Launched in October 2021, the $25 million program sees participants complete 10 weeks of classroom learning in selected prevocational courses, followed by a three-week placement with an employer, with the ultimate goal to secure an apprenticeship using their new skills.

Tasvir said that while he hadn’t expected the certificate, he was honoured to receive the acknowledgement.

“I’ve been teaching for a few years now and it’s always a great feeling to receive recognition for the work we do,” Tasvir said.

Tasvir’s career in engineering has spanned over 25 years, beginning overseas in the 90s.

“As a child, I used to watch people perform maintenance and repairs on farm machines, and I was always fascinated with the hot works like thermal cutting and welding. I thought that was the coolest thing to do with all the sparks and metals being cut with flame,” Tasvir said.

“Then when I was working as tradesmen, I was tasked with looking after apprentices coming through in my workplace. I really enjoyed explaining things and showing them how to do it, and a few times I had people say to me, ‘You should think about teaching’. So that’s what I did.”

Tasvir completed his tertiary teacher diploma at Fiji National University and had converted his Fijian qualifications to Australian standard through the Australia Pacific Training Coalition (APTC) when a teaching role became available at the APTC campus in Samoa. Jumping at the chance to teach Australian education, Tasvir completed his training and assessment qualification and taught at the campus from 2014 until he moved to Queensland in 2016.

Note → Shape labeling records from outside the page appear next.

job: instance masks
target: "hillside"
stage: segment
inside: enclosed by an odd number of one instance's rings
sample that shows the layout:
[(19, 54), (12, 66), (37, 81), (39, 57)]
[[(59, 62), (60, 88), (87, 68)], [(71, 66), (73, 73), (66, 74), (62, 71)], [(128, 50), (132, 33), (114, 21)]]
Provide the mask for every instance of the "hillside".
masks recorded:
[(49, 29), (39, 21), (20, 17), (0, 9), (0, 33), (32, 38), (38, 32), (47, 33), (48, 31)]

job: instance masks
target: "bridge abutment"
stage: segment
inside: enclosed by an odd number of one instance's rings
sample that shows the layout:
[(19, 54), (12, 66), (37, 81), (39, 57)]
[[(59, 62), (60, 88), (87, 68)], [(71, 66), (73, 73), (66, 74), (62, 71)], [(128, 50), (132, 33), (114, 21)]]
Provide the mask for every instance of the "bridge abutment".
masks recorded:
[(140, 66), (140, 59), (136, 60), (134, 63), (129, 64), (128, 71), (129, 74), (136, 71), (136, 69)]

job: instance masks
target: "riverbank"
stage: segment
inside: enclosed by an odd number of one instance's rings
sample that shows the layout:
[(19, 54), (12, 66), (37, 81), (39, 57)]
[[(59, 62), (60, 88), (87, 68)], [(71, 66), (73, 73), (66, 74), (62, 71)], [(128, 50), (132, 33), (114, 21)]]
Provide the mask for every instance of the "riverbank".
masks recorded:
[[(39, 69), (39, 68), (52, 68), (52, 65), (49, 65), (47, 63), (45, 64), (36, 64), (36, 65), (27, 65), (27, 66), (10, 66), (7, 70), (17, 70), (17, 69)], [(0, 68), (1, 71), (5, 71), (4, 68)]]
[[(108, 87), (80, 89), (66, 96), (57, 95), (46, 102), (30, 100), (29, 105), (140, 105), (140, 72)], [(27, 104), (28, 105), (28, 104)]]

After making the move to Australia, Tasvir took on a role with TAFE Queensland, delivering training within Queensland Corrective Services’ prisons like Woodford and Palen Creek for three years. Then in late 2019, Tasvir was approached to teach the Certificate I to Certificate III in Engineering (MEM30219) — a role primarily based at the Nambour campus but that requires him to deliver to TAFE at School and pre-apprenticeship students at the Maryborough Trade Training Centre.

“For me the most rewarding part of teaching is the satisfaction of seeing when students are able take the skills sets that they have gained during the course of study with me and apply them to build or create a project that demonstrates competency beyond the required level,” Tasvir said.

“I’ve been doing this [teaching] a while and I have seen students go on to become supervisors and start their own businesses, which is very satisfying.”

But Tasvir’s commitment to the community isn’t limited to education and training. Tasvir has served as a member of the Caboolture State Emergency Services (SES) for nearly three years, recently helping Queenslanders who needed rescuing or help protecting their homes during the South East Queensland floods.

“I saw the devastation when we had the fires a few years ago, and I wanted to help, so I signed up and have been involved ever since. Whenever disasters pop up, I volunteer to do what I can to help with it when I’m available,” Tasvir said.

Tasvir’s participation in the SES recently influenced one of his students to do what he could to help too. A 16-year-old Pre-Apprenticeship Support Program participant in Maryborough used his design and build assessment to create a metal device that would assist the SES by speeding up the valuable time it takes to fill sandbags.

“There was a flood in Maryborough in January, so when we came to the design and build part of the course, Bryce decided he wanted to help,” Tasvir said.

“We got the specs off the internet and he made it with my help, but by the time we’d finished, the water had receded and so he let me donate it to Caboolture SES, which ended up coming in very handy during the recent flood.”

The student’s handiwork saw the teenager receive a certificate of appreciation from the Caboolture SES, with Tasvir saying the device saved valuable time in a situation where time was of the essence. He now hopes to combine his work with TAFE Queensland and the SES, with his student’s contribution providing inspiration.

“This is the first device of its kind for my branch of SES, and it certainly made it quicker and easier to fill the bags,” Tasvir said.

“We could definitely use more of them, so in future if we have the opportunity for students to make them as part of their course, we will.”